Many students will be buzzing with excitement, so to speak, after professor Naomi Rogers’ “The History of the Vibrator” Wednesday night.
From the people who sign your schedule comes advice of a different kind in the form of a faculty panel on Friday titled “College Sex 101b.” It is hoped that no demonstrations will be involved.
More cinematically, musically or gastronomically inclined students might attend “Sex Fest 2002: Films of Love and Lust” on Friday; the live concert at the Women’s Center, also on Friday; or the Red and White Dinner at Lindy’s in the Slifka Center.
The succulent feast will include an all-aphrodisiac menu with lots of dips and foods for dipping.
“Dipping things is very sexy,” Rubenstein added. “When it’s spicy, when it’s sweet.”
For those interested in improving their sexual skills, the peer health educators are running their traditional sex workshops throughout the week. The series began Monday with a talk on the “Secrets of Great Sex.”

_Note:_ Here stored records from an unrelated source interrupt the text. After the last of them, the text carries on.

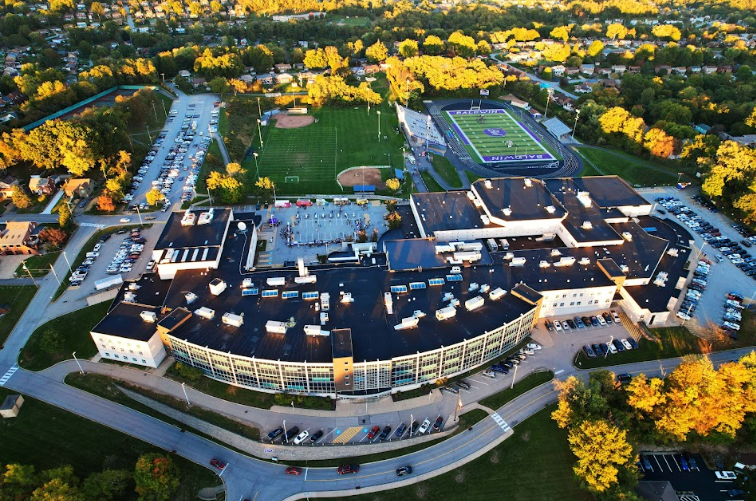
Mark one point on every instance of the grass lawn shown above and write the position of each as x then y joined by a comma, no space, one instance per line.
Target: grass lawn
39,266
675,342
634,170
308,159
535,463
106,388
430,183
249,397
17,298
47,437
446,170
498,399
74,329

“I wanted to go with friends, but they thought it would look shady to show up with other dudes,” William Jarmuz ’05 said.
If you missed it or didn’t want to go with “other dudes,” don’t worry — “How to Be a Better Lover” and “How to Hook Up at Yale” will follow on Tuesday and Wednesday.
“I think it’ll be fun,” said Jacqueline Farber ’03, a heath education co-coordinator and organizer of Sex Week. “It’s not high school with the gym teachers and the pictures and the coughing — we’re mature adults.”